Published in Nature today, the study is the first to identify a role for the human MX2 gene in inhibiting HIV. Researchers say this gene could be a new target for effective, less toxic treatments where the body's own natural defence system is mobilised against the virus.
The work was funded by the Medical Research Council and the National Institute for Health Research (NIHR) Biomedical Research Centre at Guy's and St Thomas' NHS Foundation Trust and King's College London. The study was also supported by the Wellcome Trust and European Commission.
Scientists carried out experiments on human cells in the lab, introducing the virus to two different cell lines and observing the effects. In one cell line the MX2 gene was expressed or 'switched on', and in the other it was not, or 'silenced'. They saw that in the cells where MX2 was silenced, the virus replicated and spread. In the cells where the MX2 gene was expressed, the virus was not able to replicate and new viruses were not produced.

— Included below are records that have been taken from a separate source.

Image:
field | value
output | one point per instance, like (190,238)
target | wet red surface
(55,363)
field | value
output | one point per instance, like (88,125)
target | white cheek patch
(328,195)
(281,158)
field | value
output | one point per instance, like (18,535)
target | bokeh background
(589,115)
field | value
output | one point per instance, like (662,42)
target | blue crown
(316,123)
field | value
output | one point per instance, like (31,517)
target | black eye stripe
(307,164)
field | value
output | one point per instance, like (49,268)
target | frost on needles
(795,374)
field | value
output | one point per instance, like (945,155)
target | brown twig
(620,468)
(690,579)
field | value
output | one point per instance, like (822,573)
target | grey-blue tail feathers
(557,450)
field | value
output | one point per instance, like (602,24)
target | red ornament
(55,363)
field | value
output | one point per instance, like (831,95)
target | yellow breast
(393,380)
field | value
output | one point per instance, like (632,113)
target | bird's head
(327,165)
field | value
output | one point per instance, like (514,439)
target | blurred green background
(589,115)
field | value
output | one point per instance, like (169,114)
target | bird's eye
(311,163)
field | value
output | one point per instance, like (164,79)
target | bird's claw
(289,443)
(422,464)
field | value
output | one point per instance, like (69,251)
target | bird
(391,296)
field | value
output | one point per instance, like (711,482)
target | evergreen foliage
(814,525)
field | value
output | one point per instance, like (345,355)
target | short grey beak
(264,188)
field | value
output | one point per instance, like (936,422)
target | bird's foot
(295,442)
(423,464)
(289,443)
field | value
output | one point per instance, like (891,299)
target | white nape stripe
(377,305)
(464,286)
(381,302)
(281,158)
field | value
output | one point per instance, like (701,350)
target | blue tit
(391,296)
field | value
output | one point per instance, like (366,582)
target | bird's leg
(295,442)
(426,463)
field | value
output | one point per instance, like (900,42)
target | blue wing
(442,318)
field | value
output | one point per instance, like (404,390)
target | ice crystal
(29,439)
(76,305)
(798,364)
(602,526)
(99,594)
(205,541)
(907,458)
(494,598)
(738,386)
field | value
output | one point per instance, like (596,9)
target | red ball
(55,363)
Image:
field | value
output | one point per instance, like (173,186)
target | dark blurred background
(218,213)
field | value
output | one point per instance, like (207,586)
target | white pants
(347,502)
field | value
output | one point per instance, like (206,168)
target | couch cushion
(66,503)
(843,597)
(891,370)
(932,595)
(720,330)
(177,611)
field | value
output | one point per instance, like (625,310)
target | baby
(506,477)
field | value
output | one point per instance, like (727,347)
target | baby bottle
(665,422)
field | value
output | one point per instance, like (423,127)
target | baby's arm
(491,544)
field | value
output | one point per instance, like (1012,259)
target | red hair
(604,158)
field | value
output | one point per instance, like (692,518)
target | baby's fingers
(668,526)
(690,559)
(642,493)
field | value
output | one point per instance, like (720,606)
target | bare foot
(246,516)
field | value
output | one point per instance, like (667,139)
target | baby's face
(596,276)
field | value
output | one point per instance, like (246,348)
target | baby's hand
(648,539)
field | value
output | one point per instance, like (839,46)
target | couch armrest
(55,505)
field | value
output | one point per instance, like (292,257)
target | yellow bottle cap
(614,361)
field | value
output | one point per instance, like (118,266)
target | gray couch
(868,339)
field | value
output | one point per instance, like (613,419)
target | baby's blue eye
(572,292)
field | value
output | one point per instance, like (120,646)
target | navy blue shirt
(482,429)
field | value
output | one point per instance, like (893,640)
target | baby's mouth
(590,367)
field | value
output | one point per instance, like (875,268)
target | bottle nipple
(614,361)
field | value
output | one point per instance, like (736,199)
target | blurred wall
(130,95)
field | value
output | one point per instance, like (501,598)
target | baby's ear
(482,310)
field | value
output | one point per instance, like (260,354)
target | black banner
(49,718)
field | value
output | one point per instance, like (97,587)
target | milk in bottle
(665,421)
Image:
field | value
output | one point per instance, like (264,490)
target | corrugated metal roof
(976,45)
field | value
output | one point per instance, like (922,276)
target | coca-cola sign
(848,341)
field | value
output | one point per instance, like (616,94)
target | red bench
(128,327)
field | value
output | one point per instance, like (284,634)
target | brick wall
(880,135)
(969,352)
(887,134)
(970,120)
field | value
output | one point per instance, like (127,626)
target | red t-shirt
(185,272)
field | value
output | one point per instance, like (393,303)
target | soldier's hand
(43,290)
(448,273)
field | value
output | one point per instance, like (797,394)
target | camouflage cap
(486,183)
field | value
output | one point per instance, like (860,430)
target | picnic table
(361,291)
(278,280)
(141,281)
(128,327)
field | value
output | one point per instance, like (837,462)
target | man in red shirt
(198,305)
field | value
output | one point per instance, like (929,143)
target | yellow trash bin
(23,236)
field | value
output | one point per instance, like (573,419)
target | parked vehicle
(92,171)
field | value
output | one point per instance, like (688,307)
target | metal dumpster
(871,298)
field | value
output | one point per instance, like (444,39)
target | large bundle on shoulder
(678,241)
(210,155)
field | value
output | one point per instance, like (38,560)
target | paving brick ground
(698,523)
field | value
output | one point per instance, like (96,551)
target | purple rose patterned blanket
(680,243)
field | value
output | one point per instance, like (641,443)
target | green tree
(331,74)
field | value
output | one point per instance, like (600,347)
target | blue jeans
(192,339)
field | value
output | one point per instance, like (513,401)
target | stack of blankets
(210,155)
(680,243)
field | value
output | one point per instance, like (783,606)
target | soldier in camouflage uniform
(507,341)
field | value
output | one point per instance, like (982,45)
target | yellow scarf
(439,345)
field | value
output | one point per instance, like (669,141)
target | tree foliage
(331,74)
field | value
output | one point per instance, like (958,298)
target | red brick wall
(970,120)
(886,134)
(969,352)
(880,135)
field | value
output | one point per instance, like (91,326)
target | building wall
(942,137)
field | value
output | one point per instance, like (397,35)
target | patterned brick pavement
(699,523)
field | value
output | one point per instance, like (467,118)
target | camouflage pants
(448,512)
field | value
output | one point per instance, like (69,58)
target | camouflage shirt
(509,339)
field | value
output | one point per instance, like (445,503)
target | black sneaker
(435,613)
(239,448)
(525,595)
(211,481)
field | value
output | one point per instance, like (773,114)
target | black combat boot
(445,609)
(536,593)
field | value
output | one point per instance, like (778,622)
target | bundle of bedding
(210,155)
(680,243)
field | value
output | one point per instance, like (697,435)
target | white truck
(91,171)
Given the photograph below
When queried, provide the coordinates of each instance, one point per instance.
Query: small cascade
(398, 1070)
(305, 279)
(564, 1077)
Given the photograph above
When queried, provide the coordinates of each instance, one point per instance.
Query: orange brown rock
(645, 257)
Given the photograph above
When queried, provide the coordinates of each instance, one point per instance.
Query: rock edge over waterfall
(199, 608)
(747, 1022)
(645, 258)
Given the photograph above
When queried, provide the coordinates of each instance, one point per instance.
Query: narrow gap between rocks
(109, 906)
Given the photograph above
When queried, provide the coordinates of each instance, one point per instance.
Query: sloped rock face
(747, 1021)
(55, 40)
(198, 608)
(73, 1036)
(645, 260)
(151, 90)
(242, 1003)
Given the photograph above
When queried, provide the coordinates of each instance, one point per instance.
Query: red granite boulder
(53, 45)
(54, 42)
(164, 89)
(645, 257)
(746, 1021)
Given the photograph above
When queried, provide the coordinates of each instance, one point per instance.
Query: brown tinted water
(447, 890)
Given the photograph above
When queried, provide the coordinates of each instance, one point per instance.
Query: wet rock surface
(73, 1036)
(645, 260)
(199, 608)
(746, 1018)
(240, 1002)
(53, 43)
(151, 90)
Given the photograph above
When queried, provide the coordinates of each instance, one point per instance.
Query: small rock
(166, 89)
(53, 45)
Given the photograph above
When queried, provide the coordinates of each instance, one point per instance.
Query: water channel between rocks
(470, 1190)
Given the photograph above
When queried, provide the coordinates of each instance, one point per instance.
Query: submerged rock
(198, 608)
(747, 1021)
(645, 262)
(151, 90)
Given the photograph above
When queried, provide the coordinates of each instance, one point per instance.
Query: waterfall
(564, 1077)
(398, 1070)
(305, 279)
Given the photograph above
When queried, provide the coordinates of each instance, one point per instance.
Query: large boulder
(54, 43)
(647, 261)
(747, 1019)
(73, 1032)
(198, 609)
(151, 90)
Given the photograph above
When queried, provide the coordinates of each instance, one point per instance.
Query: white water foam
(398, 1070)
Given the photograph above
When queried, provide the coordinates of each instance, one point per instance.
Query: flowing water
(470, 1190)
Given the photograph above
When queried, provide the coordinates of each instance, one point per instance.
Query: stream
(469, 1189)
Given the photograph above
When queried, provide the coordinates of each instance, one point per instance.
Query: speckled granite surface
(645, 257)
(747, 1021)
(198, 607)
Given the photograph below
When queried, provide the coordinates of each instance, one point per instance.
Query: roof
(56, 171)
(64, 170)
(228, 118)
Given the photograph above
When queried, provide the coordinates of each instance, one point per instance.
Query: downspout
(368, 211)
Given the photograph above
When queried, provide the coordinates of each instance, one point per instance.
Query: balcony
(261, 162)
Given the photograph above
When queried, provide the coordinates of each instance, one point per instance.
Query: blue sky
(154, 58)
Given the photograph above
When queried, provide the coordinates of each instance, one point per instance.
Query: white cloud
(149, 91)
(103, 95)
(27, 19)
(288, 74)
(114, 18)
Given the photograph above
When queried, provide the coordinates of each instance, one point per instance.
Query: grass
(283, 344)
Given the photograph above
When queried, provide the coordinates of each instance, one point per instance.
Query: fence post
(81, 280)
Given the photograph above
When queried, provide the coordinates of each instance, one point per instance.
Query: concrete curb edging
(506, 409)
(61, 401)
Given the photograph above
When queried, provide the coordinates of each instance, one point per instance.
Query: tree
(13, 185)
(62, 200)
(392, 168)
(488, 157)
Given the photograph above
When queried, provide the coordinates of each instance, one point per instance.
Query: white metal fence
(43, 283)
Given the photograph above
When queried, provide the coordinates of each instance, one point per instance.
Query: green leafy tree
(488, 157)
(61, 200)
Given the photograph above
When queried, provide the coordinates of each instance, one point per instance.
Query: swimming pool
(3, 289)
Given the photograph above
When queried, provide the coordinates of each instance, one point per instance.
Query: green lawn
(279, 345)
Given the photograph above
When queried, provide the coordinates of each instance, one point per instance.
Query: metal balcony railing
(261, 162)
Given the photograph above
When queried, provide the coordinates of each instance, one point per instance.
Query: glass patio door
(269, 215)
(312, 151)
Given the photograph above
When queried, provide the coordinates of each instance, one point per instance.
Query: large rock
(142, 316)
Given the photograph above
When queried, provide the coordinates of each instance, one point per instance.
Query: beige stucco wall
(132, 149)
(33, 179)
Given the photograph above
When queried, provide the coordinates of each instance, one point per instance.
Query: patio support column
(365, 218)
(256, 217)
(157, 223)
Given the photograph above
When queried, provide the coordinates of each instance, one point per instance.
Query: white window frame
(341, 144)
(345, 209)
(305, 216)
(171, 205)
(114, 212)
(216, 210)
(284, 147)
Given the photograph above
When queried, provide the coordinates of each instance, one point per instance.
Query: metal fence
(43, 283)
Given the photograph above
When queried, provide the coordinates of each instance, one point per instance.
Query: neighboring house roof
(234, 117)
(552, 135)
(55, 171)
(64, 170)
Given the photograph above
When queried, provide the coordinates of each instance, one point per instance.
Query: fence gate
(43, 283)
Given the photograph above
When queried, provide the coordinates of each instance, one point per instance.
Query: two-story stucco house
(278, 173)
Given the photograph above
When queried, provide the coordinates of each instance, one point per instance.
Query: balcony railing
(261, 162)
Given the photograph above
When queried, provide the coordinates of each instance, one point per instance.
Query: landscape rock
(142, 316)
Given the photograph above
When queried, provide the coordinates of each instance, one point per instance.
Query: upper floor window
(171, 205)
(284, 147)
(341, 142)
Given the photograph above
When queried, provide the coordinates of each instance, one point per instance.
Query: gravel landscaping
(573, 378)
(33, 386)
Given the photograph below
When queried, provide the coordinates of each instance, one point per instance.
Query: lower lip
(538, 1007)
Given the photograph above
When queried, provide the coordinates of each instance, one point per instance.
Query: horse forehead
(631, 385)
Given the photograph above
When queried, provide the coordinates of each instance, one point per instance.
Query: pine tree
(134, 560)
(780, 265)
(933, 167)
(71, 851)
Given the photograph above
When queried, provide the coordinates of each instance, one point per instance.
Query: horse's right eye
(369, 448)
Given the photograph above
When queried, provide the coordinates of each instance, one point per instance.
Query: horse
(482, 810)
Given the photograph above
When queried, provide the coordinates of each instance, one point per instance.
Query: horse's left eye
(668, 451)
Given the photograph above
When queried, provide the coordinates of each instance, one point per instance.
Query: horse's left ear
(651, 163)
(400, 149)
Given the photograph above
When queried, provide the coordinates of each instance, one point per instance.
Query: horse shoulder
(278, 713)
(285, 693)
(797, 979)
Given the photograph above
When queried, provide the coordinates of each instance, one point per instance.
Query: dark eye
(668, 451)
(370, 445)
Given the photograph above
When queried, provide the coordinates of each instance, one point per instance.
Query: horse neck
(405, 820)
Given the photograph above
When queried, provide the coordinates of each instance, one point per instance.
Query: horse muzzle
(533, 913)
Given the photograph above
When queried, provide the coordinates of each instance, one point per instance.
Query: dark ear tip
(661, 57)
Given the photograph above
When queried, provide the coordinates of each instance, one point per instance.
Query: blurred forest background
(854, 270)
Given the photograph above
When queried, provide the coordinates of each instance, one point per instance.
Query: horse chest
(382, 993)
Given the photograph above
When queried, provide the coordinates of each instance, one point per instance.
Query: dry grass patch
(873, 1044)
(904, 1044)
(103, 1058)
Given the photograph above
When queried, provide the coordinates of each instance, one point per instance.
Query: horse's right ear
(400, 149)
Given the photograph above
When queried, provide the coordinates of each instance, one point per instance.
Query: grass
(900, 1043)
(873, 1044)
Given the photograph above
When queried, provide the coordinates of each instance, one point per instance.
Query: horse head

The work was led by Dr Caroline Goujon and Professor Mike Malim at the Department of Infectious Diseases, King's College London. Professor Malim said: "This is an extremely exciting finding which advances our understanding of how HIV virus interacts with the immune system and opens up opportunities to develop new therapies to treat the disease. Until now we knew very little about the MX2 gene, but now we recognise both its potent anti-viral function and a key point of vulnerability in the life cycle of HIV.
"Developing drugs to stimulate the body's natural inhibitors is a very important approach because you are triggering a natural process and therefore won't have the problem of drug resistance. There are two possible routes – it may be possible to develop either a molecule that mimics the role of MX2 or a drug which activates the gene's natural capabilities.
"Although people with HIV are living longer, healthier lives with the virus thanks to current effective treatments, they can often be toxic for the body and drug resistance can become an issue with long-term use.
It is important to continue to find new ways of mobilising the body's natural defence systems and this gene appears to be a key player in establishing viral control in people with HIV."